The Examiners: Blame Cheap Money, Bankruptcy Laws and Expense of Cha...
When a company files for Chapter 11 protection a second, third or even fourth time, who’s to blame?
Before a bankruptcy court can confirm a Chapter 11 plan of reorganization, it must find that confirmation of the plan isn’t likely to be followed by the need for further financial reorganization. This requirement is often referred to as the feasibility test. Despite the feasibility requirement, repeat Chapter 11 filings—so-called Chapter 22 and even Chapter 33 bankruptcy cases—are increasingly common.
Three factors seem to pervade the recent repeat filings, encouraging companies to speed through a balance-sheet restructuring or sale process without truly addressing operational problems: cheap money, recent Bankruptcy Code amendments and the rising cost of Chapter 11.
Cheap money. The increased availability of liquidity through extended existing credit facilities or new funding often encourages debtors to exit Chapter 11 with debt levels too high to sustain post-bankruptcy. As a result, they are back in through the revolving door of the bankruptcy court, often for an expedited sale process, in a relatively short time.
BAPCPA’s leverage shift. A number of provisions in the Bankruptcy Abuse Prevention and Consumer Protection Act of 2005, or BAPCPA, shifted control of Chapter 11 proceedings away from debtors to other constituents. BAPCPA shortened the time period within which a debtor has the exclusive right to file a plan of reorganization and exit Chapter 11 before a hostile competing reorganization plan may be filed. This limits the time a debtor has in Chapter 11 to fix operational issues or negotiate with creditors. Once that deadline passes, any creditor or equity holder may file a plan—potentially stripping the debtor of control over its case (or at a minimum, setting the stage for an expensive confirmation fight).
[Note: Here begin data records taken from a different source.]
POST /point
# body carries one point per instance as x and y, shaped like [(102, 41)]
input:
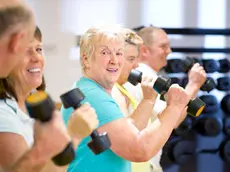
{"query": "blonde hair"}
[(98, 34), (147, 34), (132, 38)]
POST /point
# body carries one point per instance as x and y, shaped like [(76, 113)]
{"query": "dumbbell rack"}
[(199, 162)]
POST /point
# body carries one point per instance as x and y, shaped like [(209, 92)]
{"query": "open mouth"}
[(34, 70), (112, 70)]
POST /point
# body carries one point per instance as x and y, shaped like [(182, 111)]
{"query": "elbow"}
[(142, 157)]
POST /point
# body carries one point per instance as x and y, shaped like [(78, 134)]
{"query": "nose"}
[(113, 59), (136, 65), (168, 51), (35, 56)]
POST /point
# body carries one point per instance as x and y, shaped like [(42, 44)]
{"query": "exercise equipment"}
[(223, 83), (184, 128), (211, 102), (99, 142), (174, 66), (226, 128), (41, 107), (210, 65), (225, 103), (161, 85), (224, 66), (208, 126), (209, 84), (181, 151)]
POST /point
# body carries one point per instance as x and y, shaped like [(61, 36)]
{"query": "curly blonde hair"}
[(95, 35)]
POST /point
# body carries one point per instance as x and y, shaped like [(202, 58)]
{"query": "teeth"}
[(112, 70), (34, 70)]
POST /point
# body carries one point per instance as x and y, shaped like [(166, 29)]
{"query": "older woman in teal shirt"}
[(102, 59)]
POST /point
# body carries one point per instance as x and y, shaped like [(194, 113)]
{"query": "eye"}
[(119, 54), (105, 52), (131, 59), (39, 50)]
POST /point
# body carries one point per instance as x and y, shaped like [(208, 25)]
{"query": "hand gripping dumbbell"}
[(208, 126), (224, 66), (161, 86), (174, 66), (41, 107), (223, 83), (100, 142), (209, 84), (184, 128)]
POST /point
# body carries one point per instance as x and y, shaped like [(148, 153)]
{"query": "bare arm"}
[(197, 77), (144, 111), (135, 145)]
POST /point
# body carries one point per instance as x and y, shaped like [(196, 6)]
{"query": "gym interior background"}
[(63, 21)]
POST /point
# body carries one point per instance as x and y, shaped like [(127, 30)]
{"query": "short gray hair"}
[(13, 16)]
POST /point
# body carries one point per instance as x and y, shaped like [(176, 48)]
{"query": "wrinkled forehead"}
[(12, 3), (160, 37), (111, 44)]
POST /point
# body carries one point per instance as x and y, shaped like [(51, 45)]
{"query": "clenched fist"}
[(147, 88), (177, 97), (197, 75), (82, 121)]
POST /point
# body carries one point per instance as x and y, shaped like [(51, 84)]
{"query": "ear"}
[(16, 42), (85, 60), (144, 50)]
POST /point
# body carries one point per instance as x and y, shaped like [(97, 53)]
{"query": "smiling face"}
[(106, 63), (28, 74)]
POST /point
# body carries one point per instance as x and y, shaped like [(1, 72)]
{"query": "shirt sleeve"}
[(106, 108), (9, 122)]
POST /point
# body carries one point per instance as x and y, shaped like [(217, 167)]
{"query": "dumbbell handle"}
[(94, 134), (43, 111), (209, 83)]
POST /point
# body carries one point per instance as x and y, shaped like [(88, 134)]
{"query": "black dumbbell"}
[(161, 85), (226, 122), (223, 84), (184, 128), (209, 84), (41, 107), (224, 150), (180, 151), (224, 66), (175, 80), (210, 65), (174, 66), (209, 126), (100, 142), (211, 102), (225, 104)]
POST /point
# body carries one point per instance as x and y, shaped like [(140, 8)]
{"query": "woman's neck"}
[(22, 95)]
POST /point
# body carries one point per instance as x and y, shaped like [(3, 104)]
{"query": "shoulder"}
[(9, 121)]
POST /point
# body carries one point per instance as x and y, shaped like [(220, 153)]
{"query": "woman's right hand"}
[(177, 97), (147, 88)]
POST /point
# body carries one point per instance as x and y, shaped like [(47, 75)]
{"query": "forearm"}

As a result, a debtor may propose a plan prematurely so that it can confirm its own plan within the exclusivity period.
BAPCPA also limits the time period a debtor has to assume or reject its real-estate leases, permitting just four months for analysis and renegotiation of leases (with a possible three-month extension), after which no further extensions are available without landlord consent. For a debtor with a significant number of leased properties, such as a retail chain, this can be a daunting task.
BAPCPA broadened creditor safe harbors, effectively preventing the unwinding of certain financial transactions to prevent the destabilization of the financial markets as a result of uncertain treatment in bankruptcy. BAPCPA also extended the look-back period for priority wage claims and created a new administrative expense for trade creditors who sold goods to the debtor within 20 days of filing. These protections translate to more claims against the debtor and less cash for the debtor’s estate.
The costs of Chapter 11. Beyond the incremental burdens imposed on a debtor by BAPCPA, the administrative costs associated with prosecuting a Chapter 11 have risen dramatically over the past decade. As a result, debtors frequently enter Chapter 11 with an eye to a quick exit, whether through a fast sale process or a restructuring plan pre-negotiated with certain key constituents, often without focusing on effectuating a true operational restructuring. A reorganized Chapter 11 debtor that inherits prior operational problems—especially when it already has too much debt on its post-exit balance sheet—has to fix its operational problems somewhere.
As a result of one or a combination of these factors, companies that file for Chapter 11 frequently make a return trip to bankruptcy court.